Speaker 1:Wow, fantastic so we're heading to RSAC, any tips or tricks or plans that you want to share? You've been many times, as have I, I guess. Besides good walking shoes and lots of water, what other advice would you give attendees?
Speaker 2:So for me, honestly, I'm sometimes very intimidated by all the noise it's crazy, and then I just ask people about it, how they handle it. What I find super effective is to simply focus on three talks that I want to participate in and really want to listen, and not to be distracted scrolling through my phone through the talks, because if I sign up to 10, then I know well I have the next one. So really focus on the talks that you want to participate in and, on the floor at the expo, focus on three vendors that you are truly intrigued about. I mean, it's crazy, right? We all want to join some raffle and there are so many demos and vendors trying to pull everyone in.
Speaker 2:What I even try to do and I use this as a learning opportunity I will be at the floor working at the rubric booth, but I do try to step out out. Focus on three vendors, ones that that truly excite me, the smaller ones, but also the big ones. What are they saying? What are they seeing? So I would recommend, obviously, go ahead and and see what we have at the rubric booth. You'll love what we're doing with identity, combining it with with data. That's me being biased, but, with all fairness, truly focus on the vendors that you want to see and the ones that you don't even know about.

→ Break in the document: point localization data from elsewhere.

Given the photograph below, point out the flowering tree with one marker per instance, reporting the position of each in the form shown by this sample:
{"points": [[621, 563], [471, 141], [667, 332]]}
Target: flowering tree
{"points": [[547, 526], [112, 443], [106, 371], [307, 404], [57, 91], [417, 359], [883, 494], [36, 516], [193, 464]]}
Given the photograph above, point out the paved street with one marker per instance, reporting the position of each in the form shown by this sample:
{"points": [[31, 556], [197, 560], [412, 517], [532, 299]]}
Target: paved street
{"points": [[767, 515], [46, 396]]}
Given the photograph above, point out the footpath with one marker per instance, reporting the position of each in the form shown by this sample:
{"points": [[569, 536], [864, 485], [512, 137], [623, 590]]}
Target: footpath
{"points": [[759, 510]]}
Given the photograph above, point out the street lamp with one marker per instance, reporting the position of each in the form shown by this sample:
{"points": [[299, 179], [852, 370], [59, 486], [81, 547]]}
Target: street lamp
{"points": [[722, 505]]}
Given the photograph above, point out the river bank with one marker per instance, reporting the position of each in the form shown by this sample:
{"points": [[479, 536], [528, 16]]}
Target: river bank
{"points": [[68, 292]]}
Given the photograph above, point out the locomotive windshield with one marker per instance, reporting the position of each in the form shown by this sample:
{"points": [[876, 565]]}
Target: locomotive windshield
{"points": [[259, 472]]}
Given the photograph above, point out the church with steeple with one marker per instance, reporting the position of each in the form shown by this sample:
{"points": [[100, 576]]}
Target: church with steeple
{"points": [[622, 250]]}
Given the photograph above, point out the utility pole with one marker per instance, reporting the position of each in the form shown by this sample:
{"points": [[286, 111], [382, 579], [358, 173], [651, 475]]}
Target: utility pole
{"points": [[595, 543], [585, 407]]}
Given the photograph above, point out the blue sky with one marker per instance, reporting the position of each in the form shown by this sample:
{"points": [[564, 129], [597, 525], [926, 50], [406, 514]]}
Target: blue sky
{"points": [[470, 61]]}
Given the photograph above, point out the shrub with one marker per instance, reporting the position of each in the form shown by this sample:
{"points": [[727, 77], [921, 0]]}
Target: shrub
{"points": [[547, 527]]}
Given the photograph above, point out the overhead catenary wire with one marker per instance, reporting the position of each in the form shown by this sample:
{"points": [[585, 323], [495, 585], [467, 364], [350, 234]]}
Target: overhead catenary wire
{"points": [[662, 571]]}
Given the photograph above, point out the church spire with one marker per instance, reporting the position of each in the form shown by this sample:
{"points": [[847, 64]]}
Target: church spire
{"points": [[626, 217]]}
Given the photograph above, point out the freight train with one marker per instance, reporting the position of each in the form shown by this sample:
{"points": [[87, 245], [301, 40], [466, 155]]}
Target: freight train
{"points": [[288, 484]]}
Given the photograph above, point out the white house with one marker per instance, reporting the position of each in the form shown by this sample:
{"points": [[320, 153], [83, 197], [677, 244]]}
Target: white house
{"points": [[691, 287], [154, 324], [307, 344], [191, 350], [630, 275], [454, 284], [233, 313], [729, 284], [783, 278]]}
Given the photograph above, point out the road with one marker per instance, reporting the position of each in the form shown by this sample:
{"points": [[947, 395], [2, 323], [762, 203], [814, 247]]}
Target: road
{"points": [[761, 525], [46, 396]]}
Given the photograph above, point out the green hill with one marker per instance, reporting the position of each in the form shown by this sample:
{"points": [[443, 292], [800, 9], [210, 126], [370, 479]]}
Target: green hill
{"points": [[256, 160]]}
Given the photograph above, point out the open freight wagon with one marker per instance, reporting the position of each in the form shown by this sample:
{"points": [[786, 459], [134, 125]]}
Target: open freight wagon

Speaker 1:Yeah, it's always fun discovering things, but it's also good to go with a plan. I created a Google Doc that has just everything I'm planning to do in one place and contact and emails, and saves you a lot of time and scrolling through emails and texts and other things. So good luck to us all and we'll see you next week. Okay.
Speaker 2:Thank you, thank you, thanks very much.
Speaker 1:Thanks for listening everyone and watching. Take care.